9.4 KiB
U3 Architecture Design: Semantic Router
Status: APPROVED — Design follows existing CostAwareRouter layer pattern Date: 2026-06-14 Unit: U3 of P0 Production Hardening Plan
1. Design Goals
- Zero LLM cost for confident matches: When semantic similarity > 0.85, skip Layer 2 LLM classification entirely
- Reduce LLM tokens for medium matches: When similarity 0.6-0.85, pass skill hint to Layer 2, reducing classification tokens
- Chinese-first: Embedding model must handle Chinese+English mixed text well
- Pre-computed skill embeddings: Compute at skill registration time, not query time
- Graceful degradation: If embedder fails, fall through to existing Layer 1/2 flow
2. Insertion Point Analysis
Current CostAwareRouter.route() flow:
Layer 0: Rule-based (zero cost)
→ explicit_skill / greeting / chat_mode / identity → return
Layer 1: Complexity classification
→ low (<0.3) → DIRECT_CHAT → return
→ medium (0.3-0.7) → _classify_merged() or IntentRouter → return
→ high (>0.7) → Layer 2
Layer 2: Capability matching / Auction
→ return
Semantic Router insertion: Between Layer 1 complexity classification and the medium/high branching
Layer 1: Complexity classification → complexity score
→ low (<0.3) → DIRECT_CHAT → return
→ medium (0.3-0.7):
┌─ Layer 1.5: Semantic Router (NEW) ─────────────┐
│ embed query → compare with skill embeddings │
│ sim > 0.85 → SKILL_REACT with matched skill │
│ sim 0.6-0.85 → pass skill_hint to _classify_merged │
│ sim < 0.6 → proceed to _classify_merged normally │
└──────────────────────────────────────────────────┘
→ high (>0.7):
┌─ Layer 1.5: Semantic Router (NEW) ─────────────┐
│ sim > 0.85 → SKILL_REACT with matched skill │
│ sim 0.6-0.85 → pass skill_hint to Layer 2 │
│ sim < 0.6 → proceed to Layer 2 normally │
└──────────────────────────────────────────────────┘
Why both medium AND high complexity? The plan says "when Layer 1 returns medium complexity (0.3-0.7), try semantic routing first." But semantic routing is also valuable for high complexity — if we can confidently match a skill at zero cost, we should. The cost saving is even greater for high complexity (which would use more expensive Layer 2 LLM calls).
3. Component Design
3.1 SkillEmbeddingIndex
class SkillEmbeddingIndex:
"""Pre-computed embedding index for registered skills."""

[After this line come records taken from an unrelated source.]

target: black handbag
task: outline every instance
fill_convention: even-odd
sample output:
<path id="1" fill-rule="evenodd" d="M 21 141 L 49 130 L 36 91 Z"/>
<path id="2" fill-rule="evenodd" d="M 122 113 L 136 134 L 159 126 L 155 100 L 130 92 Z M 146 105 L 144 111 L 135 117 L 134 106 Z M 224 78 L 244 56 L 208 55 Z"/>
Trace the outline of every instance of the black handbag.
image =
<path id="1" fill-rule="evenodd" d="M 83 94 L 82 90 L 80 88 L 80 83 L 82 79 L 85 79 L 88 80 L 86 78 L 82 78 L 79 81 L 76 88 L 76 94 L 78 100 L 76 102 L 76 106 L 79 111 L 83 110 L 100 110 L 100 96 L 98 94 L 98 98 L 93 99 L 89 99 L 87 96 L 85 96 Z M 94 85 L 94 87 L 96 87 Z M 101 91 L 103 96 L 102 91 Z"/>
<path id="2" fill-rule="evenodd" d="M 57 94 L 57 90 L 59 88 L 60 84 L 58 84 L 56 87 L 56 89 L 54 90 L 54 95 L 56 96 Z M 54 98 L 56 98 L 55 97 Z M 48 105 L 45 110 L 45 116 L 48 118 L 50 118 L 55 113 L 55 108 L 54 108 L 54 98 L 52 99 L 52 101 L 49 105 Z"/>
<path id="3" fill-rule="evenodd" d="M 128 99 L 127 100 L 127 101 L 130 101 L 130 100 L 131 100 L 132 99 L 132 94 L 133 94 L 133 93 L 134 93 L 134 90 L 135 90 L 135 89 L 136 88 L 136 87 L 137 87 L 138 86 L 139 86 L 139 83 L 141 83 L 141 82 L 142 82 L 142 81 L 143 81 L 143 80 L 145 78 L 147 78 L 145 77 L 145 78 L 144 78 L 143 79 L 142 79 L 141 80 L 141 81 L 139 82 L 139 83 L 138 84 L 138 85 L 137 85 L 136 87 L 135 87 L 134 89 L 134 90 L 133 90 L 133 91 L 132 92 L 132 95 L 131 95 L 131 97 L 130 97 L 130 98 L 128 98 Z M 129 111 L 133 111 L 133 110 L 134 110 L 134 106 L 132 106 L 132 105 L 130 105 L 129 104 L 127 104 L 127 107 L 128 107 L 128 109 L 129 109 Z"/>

def __init__(self, embedder: Embedder):
self._embedder = embedder
self._index: dict[str, tuple[list[float], str]] = {} # skill_name → (embedding, source_text)
async def build(self, skill_registry) -> None:
"""Build index from all registered skills."""
...
async def update_skill(self, skill_name: str, skill) -> None:
"""Re-embed a single skill (on registration/update)."""
...
def remove_skill(self, skill_name: str) -> None:
"""Remove a skill from the index."""
...
async def search(self, query: str, top_k: int = 5) -> list[tuple[str, float]]:
"""Search for skills matching the query. Returns [(skill_name, similarity)]."""
...
3.2 SemanticRouter
class SemanticRouter:
"""Embedding-based semantic routing as Layer 1.5."""
def __init__(
self,
embedder: Embedder,
similarity_high: float = 0.85,
similarity_low: float = 0.6,
):
self._index = SkillEmbeddingIndex(embedder)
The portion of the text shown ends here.